In this example, modifytime_year, modifytime_month, modifytime_day, modifytime_hour, and modifytime_minute are partition fields specified in the Configure synchronization policies and objects step.

Schema definition

Field	Description
record_id	The unique ID of the incremental log record. Note The ID is unique and auto-incrementing. For UPDATE operations, the change is split into two records (before-image and after-image) with the same `record_id`.
operation_flag	The operation type. Valid values: I: INSERT operation. D: DELETE operation. U: UPDATE operation.
utc_timestamp	The operation timestamp (in UTC), which is the binlog timestamp.
before_flag	Indicates whether all column values are pre-update values (the before-image). Valid values: Y or N.
after_flag	Indicates whether all column values are post-update values (the after-image). Valid values: Y or N.

The before_flag and after_flag fields

The before_flag and after_flag values depend on the operation type:

INSERT

All column values are newly inserted values (post-update). before_flag=N, after_flag=Y.
UPDATE

DTS splits an UPDATE into two log records with the same record_id, operation_flag, and utc_timestamp.

The first record contains pre-update values (before_flag=Y, after_flag=N). The second contains post-update values (before_flag=N, after_flag=Y).
DELETE

All column values are deleted values (pre-update). before_flag=Y, after_flag=N.

Example: Merge full and incremental data

After data synchronization completes, DTS creates a full baseline table and an incremental data table in MaxCompute. Run SQL commands to merge these tables and obtain the full data at a specific point in time.

This example uses a customer table with the following schema.

In MaxCompute, create a table to store the merged result. This table's schema must match that of the source table.
For example, to get the full data of the customer table at timestamp 1565944878, create a result table:
```
CREATE TABLE `customer_1565944878` (
    `id` bigint NULL,
    `register_time` datetime NULL,
    `address` string);
```
Note
- You can run SQL commands in the ad hoc query feature of MaxCompute.
- For MaxCompute data types, see Data types.

In MaxCompute, run the following SQL command to merge the full baseline table with the incremental data table to obtain the full data at a specific point in time.

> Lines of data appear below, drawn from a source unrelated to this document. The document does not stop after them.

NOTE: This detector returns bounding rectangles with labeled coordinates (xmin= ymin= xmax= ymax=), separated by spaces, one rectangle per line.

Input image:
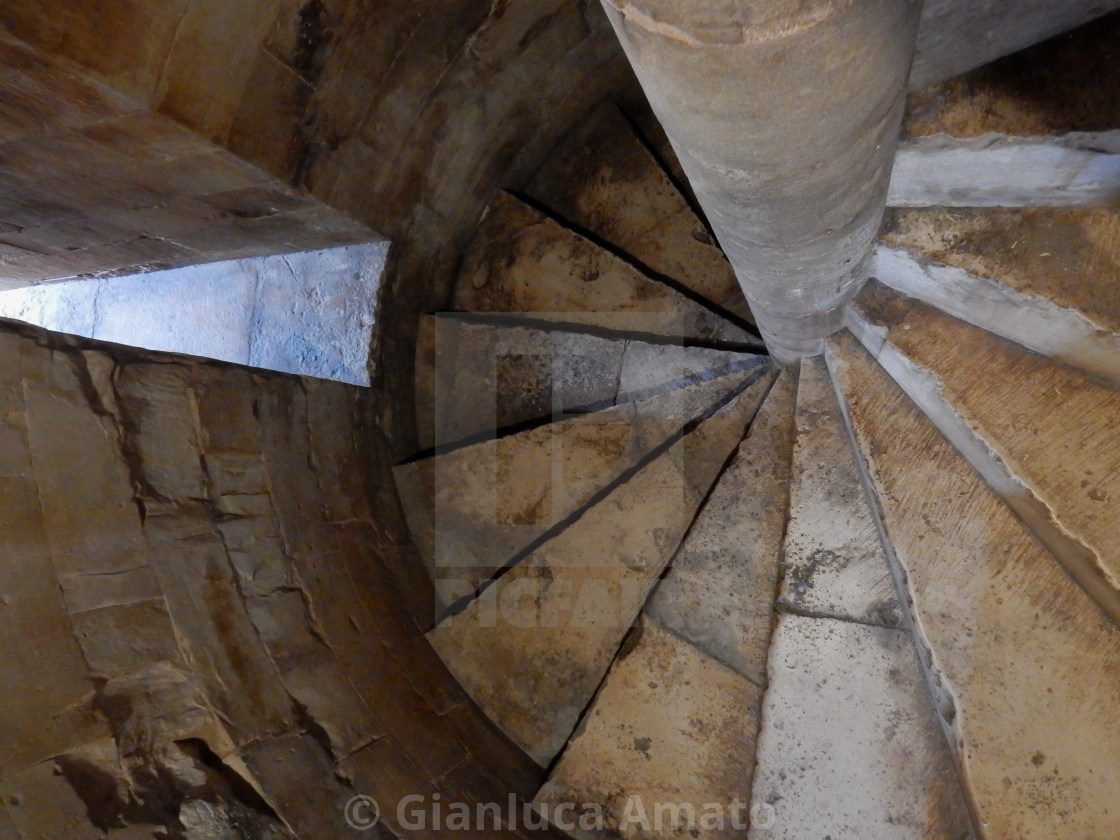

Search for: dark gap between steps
xmin=506 ymin=189 xmax=762 ymax=340
xmin=427 ymin=309 xmax=769 ymax=355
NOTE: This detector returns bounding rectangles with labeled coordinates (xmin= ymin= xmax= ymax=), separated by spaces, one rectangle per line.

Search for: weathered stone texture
xmin=646 ymin=372 xmax=797 ymax=685
xmin=0 ymin=318 xmax=553 ymax=840
xmin=394 ymin=370 xmax=772 ymax=607
xmin=428 ymin=380 xmax=756 ymax=767
xmin=0 ymin=27 xmax=375 ymax=289
xmin=830 ymin=336 xmax=1120 ymax=840
xmin=451 ymin=193 xmax=753 ymax=343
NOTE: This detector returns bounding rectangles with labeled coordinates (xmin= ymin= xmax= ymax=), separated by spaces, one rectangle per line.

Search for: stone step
xmin=528 ymin=102 xmax=752 ymax=320
xmin=393 ymin=365 xmax=774 ymax=610
xmin=416 ymin=316 xmax=766 ymax=449
xmin=828 ymin=334 xmax=1120 ymax=840
xmin=452 ymin=193 xmax=757 ymax=348
xmin=849 ymin=283 xmax=1120 ymax=622
xmin=752 ymin=358 xmax=970 ymax=840
xmin=888 ymin=14 xmax=1120 ymax=206
xmin=428 ymin=380 xmax=755 ymax=767
xmin=646 ymin=372 xmax=797 ymax=685
xmin=535 ymin=372 xmax=796 ymax=838
xmin=871 ymin=207 xmax=1120 ymax=385
xmin=533 ymin=615 xmax=762 ymax=840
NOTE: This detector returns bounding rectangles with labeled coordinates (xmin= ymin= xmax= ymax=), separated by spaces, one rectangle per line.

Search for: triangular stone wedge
xmin=452 ymin=193 xmax=758 ymax=346
xmin=887 ymin=20 xmax=1120 ymax=207
xmin=533 ymin=615 xmax=762 ymax=840
xmin=752 ymin=357 xmax=971 ymax=840
xmin=871 ymin=207 xmax=1120 ymax=386
xmin=416 ymin=316 xmax=765 ymax=449
xmin=529 ymin=102 xmax=750 ymax=320
xmin=428 ymin=380 xmax=755 ymax=766
xmin=393 ymin=365 xmax=774 ymax=609
xmin=828 ymin=334 xmax=1120 ymax=840
xmin=849 ymin=283 xmax=1120 ymax=622
xmin=780 ymin=357 xmax=903 ymax=627
xmin=646 ymin=371 xmax=797 ymax=685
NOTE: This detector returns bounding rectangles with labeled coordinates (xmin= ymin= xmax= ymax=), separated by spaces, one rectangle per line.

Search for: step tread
xmin=393 ymin=367 xmax=774 ymax=606
xmin=903 ymin=7 xmax=1120 ymax=138
xmin=452 ymin=193 xmax=755 ymax=344
xmin=646 ymin=372 xmax=797 ymax=685
xmin=879 ymin=207 xmax=1120 ymax=333
xmin=828 ymin=334 xmax=1120 ymax=840
xmin=428 ymin=380 xmax=754 ymax=766
xmin=528 ymin=102 xmax=750 ymax=320
xmin=853 ymin=284 xmax=1120 ymax=603
xmin=416 ymin=316 xmax=763 ymax=449
xmin=750 ymin=614 xmax=971 ymax=840
xmin=534 ymin=616 xmax=760 ymax=839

set odps.sql.allow.fullscan=true;
insert overwrite table <result_storage_table>
select <col1>,
       <col2>,
       <colN>
  from(
select row_number() over(partition by t.<primary_key_column>
 order by record_id desc, after_flag desc) as row_number, record_id, operation_flag, after_flag, <col1>, <col2>, <colN>
  from(
select incr.record_id, incr.operation_flag, incr.after_flag, incr.<col1>, incr.<col2>,incr.<colN>
  from <table_log> incr
 where utc_timestamp< <timestamp>
 union all
select 0 as record_id, 'I' as operation_flag, 'Y' as after_flag, base.<col1>, base.<col2>,base.<colN>
  from <table_base> base) t) gt
where row_number=1 
  and after_flag='Y'

Note

<result_storage_table>: The name of the table that stores the merged result set.
<col1>/<col2>/<colN>: The column names in the synchronized table.
<primary_key_column>: The name of the primary key column in the synchronized table.
<table_log>: The name of the incremental data table.
<table_base>: The name of the full baseline table.
<timestamp>: The point in time for which to retrieve the full data.

Example: merge tables to get the full customer data at timestamp 1565944878:

set odps.sql.allow.fullscan=true;
insert overwrite table customer_1565944878
select id,
       register_time,
       address
  from(
select row_number() over(partition by t.id
 order by record_id desc, after_flag desc) as row_number, record_id, operation_flag, after_flag, id, register_time, address
  from(
select incr.record_id, incr.operation_flag, incr.after_flag, incr.id, incr.register_time, incr.address
  from customer_log incr
 where utc_timestamp< 1565944878
 union all
select 0 as record_id, 'I' as operation_flag, 'Y' as after_flag, base.id, base.register_time, base.address
  from customer_base base) t) gt
 where gt.row_number= 1
   and gt.after_flag= 'Y';

Query the merged data in the customer_1565944878 table.